Johnny Manziel in 2015. Photograph by Erik Drost.

Johnny Manziel in 2015. Photograph by Erik Drost.

Whenever I wonder just how true my upcoming novel “The Penalty for Holding” is about the NFL, I encounter a story that reestablishes my equilibrium.

Such a story is contained in John Branch’s “In Manziel, a Draft Machine’s Human Cost.” It’s a by-now-familiar tale – the rise and fall of a big-time college football star. Johnny Manziel, aka “Johnny Football” – who won the Heisman Trophy as the best college player when he was a freshman quarterback at Texas A&M – was the main event in the 2014 NFL Draft, the 2016 version of which gets underway Thursday, April 28.

He wasn’t the first chosen, however – far from it. The Cleveland Browns selected him in the 22nd round, but not before fans enjoyed watching him sweat it out – which is the point of the draft in the age of the Twitterati, according to Branch’s column. The rest has been a gridiron version of the film “Downhill Racer” – two games won in two years in the NFL, partying, addiction, resistance to rehab, a grand jury investigation into the alleged abuse of a girlfriend that has now reportedly resulted in an indictment, release from the Browns and rejection by agents, sponsors and the world that once lauded him.
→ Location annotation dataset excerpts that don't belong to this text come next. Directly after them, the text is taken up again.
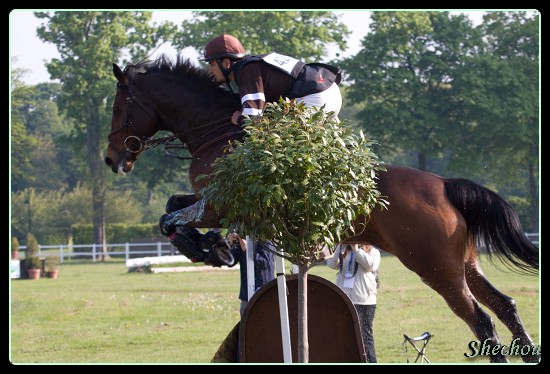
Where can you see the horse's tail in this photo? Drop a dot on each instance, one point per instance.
(493, 224)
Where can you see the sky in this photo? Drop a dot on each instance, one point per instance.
(32, 53)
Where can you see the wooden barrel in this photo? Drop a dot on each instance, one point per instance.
(334, 332)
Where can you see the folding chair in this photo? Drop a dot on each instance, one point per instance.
(424, 338)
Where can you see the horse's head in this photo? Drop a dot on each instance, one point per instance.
(132, 123)
(180, 98)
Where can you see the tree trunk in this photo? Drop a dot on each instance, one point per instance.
(303, 341)
(534, 200)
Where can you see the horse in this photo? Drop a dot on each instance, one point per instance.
(436, 226)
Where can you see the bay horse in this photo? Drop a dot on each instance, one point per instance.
(436, 226)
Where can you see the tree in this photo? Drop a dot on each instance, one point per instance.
(88, 43)
(500, 112)
(403, 74)
(464, 99)
(302, 34)
(299, 180)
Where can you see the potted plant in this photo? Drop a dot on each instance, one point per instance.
(32, 260)
(14, 248)
(52, 264)
(33, 266)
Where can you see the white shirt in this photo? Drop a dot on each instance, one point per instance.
(361, 288)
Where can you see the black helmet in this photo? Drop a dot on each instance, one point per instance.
(223, 46)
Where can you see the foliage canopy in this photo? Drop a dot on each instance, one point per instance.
(300, 179)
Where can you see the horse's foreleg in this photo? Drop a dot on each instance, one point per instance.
(504, 308)
(198, 215)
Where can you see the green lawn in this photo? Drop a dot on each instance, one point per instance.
(100, 313)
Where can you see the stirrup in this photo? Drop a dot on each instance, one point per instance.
(424, 338)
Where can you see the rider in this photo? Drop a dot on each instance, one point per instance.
(267, 77)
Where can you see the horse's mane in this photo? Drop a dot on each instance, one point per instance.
(183, 68)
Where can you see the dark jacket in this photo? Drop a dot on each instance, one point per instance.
(264, 266)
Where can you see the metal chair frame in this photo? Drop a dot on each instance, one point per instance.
(424, 338)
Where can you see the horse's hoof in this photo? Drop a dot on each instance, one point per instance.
(167, 228)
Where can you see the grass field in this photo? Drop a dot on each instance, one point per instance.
(100, 313)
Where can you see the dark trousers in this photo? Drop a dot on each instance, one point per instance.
(366, 316)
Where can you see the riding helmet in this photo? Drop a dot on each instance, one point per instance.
(223, 46)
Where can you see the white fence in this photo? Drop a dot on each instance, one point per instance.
(128, 250)
(125, 250)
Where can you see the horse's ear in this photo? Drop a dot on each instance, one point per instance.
(119, 74)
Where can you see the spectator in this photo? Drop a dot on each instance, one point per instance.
(357, 277)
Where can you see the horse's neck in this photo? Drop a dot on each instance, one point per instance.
(195, 118)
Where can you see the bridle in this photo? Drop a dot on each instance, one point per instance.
(145, 143)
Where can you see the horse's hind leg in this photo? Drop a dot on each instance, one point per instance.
(456, 293)
(502, 305)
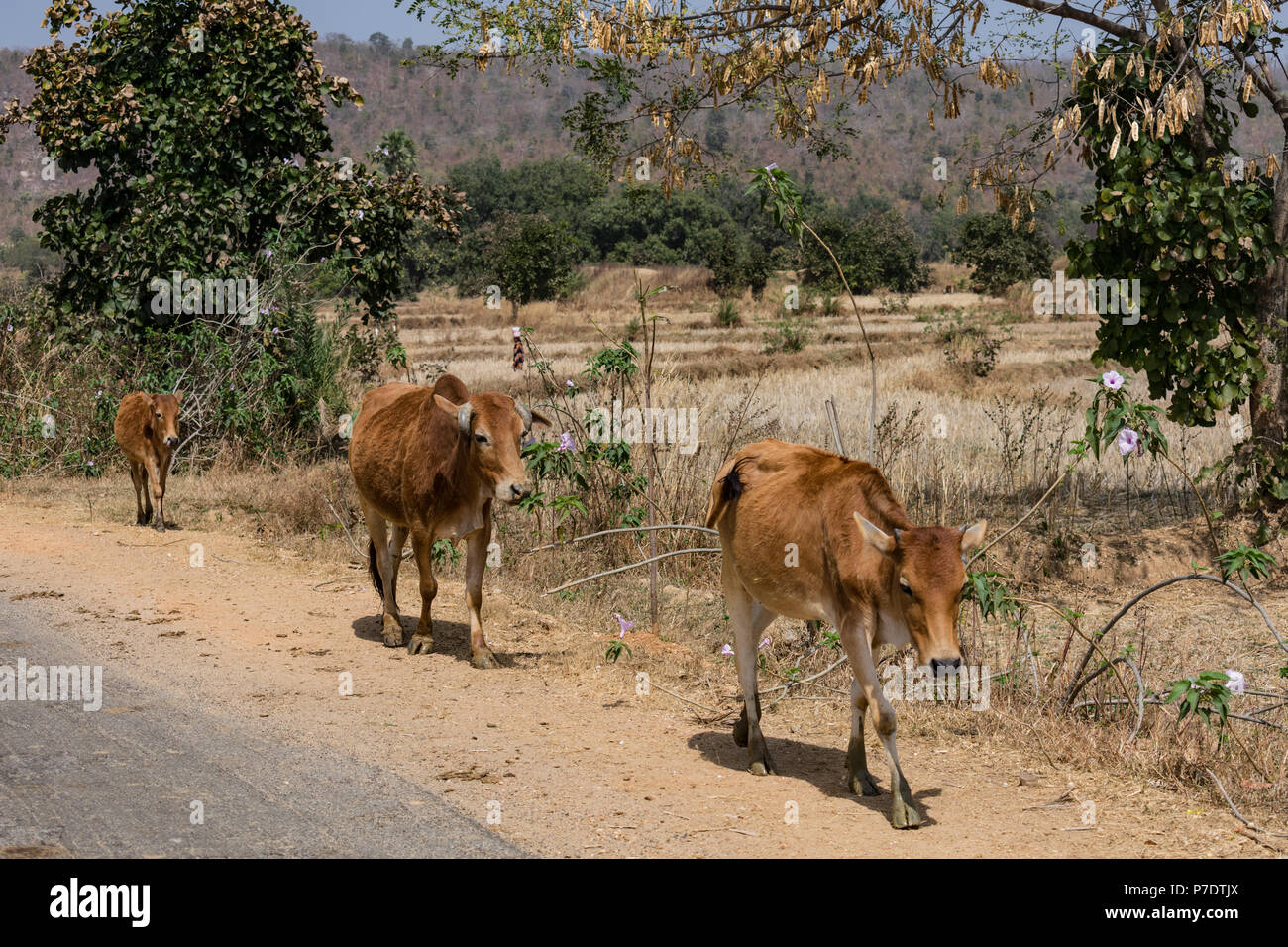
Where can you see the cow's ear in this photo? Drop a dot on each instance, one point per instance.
(445, 405)
(462, 412)
(973, 536)
(875, 536)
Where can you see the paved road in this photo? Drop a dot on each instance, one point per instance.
(121, 784)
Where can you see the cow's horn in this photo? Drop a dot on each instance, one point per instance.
(526, 414)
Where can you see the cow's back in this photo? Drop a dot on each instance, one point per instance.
(395, 421)
(132, 424)
(785, 513)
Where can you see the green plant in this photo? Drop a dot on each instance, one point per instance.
(1244, 562)
(1001, 254)
(789, 334)
(726, 315)
(1202, 694)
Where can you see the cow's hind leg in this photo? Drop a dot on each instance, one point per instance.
(903, 809)
(141, 483)
(741, 607)
(384, 577)
(423, 548)
(857, 757)
(760, 620)
(476, 561)
(153, 468)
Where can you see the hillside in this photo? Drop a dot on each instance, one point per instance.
(511, 119)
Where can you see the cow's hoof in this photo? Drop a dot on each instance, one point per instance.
(420, 644)
(903, 814)
(863, 785)
(739, 729)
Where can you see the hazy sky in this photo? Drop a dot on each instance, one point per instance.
(20, 20)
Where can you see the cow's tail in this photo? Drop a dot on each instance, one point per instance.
(725, 491)
(374, 569)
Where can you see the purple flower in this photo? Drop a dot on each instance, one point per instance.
(1236, 684)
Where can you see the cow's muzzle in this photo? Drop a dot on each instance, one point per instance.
(944, 667)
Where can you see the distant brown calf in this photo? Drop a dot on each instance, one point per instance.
(147, 429)
(430, 462)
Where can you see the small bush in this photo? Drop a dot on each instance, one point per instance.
(726, 315)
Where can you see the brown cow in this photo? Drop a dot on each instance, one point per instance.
(147, 429)
(812, 535)
(430, 463)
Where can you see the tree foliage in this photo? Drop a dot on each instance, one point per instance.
(205, 124)
(1001, 256)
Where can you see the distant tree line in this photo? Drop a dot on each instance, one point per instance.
(558, 214)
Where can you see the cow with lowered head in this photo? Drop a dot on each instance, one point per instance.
(428, 464)
(147, 431)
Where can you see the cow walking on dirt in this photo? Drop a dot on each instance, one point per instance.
(428, 464)
(812, 535)
(147, 431)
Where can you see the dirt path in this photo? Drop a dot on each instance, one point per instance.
(571, 764)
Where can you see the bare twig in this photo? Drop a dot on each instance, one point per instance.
(634, 565)
(627, 528)
(1239, 814)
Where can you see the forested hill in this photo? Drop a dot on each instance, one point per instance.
(489, 115)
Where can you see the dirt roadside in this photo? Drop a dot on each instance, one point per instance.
(575, 764)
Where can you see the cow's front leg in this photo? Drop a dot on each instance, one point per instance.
(903, 809)
(857, 757)
(423, 548)
(476, 561)
(141, 488)
(154, 484)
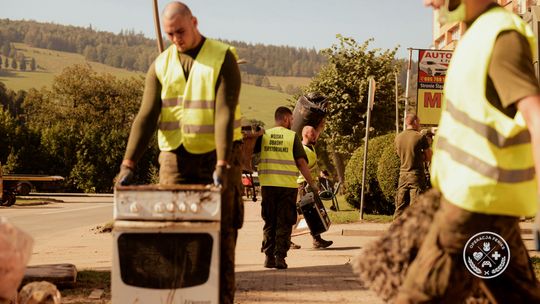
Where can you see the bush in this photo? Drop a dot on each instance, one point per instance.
(374, 199)
(388, 173)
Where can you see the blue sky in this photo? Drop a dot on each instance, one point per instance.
(303, 23)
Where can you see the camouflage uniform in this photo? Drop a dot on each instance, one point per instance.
(410, 187)
(279, 214)
(181, 167)
(438, 273)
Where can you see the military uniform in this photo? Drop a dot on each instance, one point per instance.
(410, 145)
(280, 148)
(482, 165)
(184, 92)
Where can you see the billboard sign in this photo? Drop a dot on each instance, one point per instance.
(432, 66)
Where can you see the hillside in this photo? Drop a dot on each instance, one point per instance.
(133, 51)
(256, 102)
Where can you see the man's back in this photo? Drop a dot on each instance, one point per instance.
(410, 145)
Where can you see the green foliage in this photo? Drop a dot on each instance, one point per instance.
(344, 80)
(374, 200)
(84, 122)
(388, 172)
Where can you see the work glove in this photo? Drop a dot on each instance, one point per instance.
(125, 176)
(220, 175)
(313, 188)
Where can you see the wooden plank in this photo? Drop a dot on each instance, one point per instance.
(61, 275)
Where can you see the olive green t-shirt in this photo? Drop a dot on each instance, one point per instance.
(410, 146)
(511, 75)
(227, 93)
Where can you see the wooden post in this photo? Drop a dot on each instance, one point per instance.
(371, 100)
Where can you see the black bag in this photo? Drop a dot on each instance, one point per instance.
(314, 213)
(310, 110)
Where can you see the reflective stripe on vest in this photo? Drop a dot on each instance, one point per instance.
(187, 110)
(312, 164)
(277, 167)
(482, 160)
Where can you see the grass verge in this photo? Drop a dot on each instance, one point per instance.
(33, 201)
(347, 214)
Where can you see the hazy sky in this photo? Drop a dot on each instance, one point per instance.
(305, 23)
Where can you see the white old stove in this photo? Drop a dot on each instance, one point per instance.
(166, 244)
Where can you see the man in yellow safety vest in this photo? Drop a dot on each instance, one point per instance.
(191, 98)
(486, 156)
(282, 155)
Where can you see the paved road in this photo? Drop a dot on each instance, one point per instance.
(62, 230)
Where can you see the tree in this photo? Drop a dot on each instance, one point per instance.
(84, 123)
(344, 80)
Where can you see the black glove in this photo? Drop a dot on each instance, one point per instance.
(220, 175)
(125, 176)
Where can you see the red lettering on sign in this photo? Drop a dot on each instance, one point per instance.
(432, 100)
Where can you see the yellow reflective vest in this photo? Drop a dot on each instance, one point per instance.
(277, 167)
(187, 109)
(483, 159)
(312, 164)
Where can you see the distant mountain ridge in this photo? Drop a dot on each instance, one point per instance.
(133, 51)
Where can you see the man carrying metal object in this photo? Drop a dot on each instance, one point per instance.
(309, 138)
(191, 97)
(282, 155)
(486, 153)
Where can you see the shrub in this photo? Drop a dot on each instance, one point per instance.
(388, 173)
(374, 199)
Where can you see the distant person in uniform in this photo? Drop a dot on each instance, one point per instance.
(191, 98)
(309, 138)
(413, 149)
(282, 155)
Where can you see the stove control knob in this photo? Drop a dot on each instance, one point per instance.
(194, 207)
(134, 208)
(182, 207)
(159, 208)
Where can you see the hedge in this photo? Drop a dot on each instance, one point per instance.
(374, 199)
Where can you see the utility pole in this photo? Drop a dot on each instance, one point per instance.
(397, 103)
(158, 28)
(371, 101)
(409, 68)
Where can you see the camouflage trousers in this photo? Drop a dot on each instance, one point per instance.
(438, 273)
(182, 167)
(278, 210)
(410, 186)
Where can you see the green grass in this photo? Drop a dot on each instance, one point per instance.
(283, 81)
(260, 103)
(256, 102)
(51, 63)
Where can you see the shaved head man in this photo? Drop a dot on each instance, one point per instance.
(180, 26)
(198, 128)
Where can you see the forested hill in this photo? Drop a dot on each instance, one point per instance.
(133, 51)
Maybe that 22nd-round selection should’ve told us something. Maybe the idiosyncrasies that made Manziel “a master of improvisation in an increasingly robotic position” (Branch’s words) are precisely what doomed him to failure in a league that doesn’t prize improvisation – especially at the QB position, where the classic pocket passer is still prized, Russell Wilson and Cam Newton notwithstanding.

I often think that qualities are neither good nor bad but context makes them so. And that temperament is as important as talent. From the time I was a child, I thought should good fortune fall on me, I would pick up that ball and never stop running with it. So I have a hard time with people like Manziel. And I’m not the only one. Deadspin took aim at Branch’s sympathetic piece. But then Deadspin makes its living off the kind of snarky schadenfreude that Branch rightly criticizes.

The truth is that none of us know how we would’ve acted in Manziel’s position. I hope we would’ve done better. And certainly, there are many players who survive – and thrive – in their sports with their minds and lives intact. But there is also meat- market quality to the NFL, the Draft and the response to the Draft – all of which Branch describes and which brings us back to my novel. Its thoughtful hero, Quinn Novak – a far cry from Manziel – is nonetheless also stripped and laid bare, mentally and emotionally as well as physically. He’s adored, rejected, abused even, but through it all he strives to act honorably, often at great cost.

He’s a troubled soul trying to navigate a violent world: That’s how I described my hero recently.

Little did I realize when I began to imagine him how true to life that would be.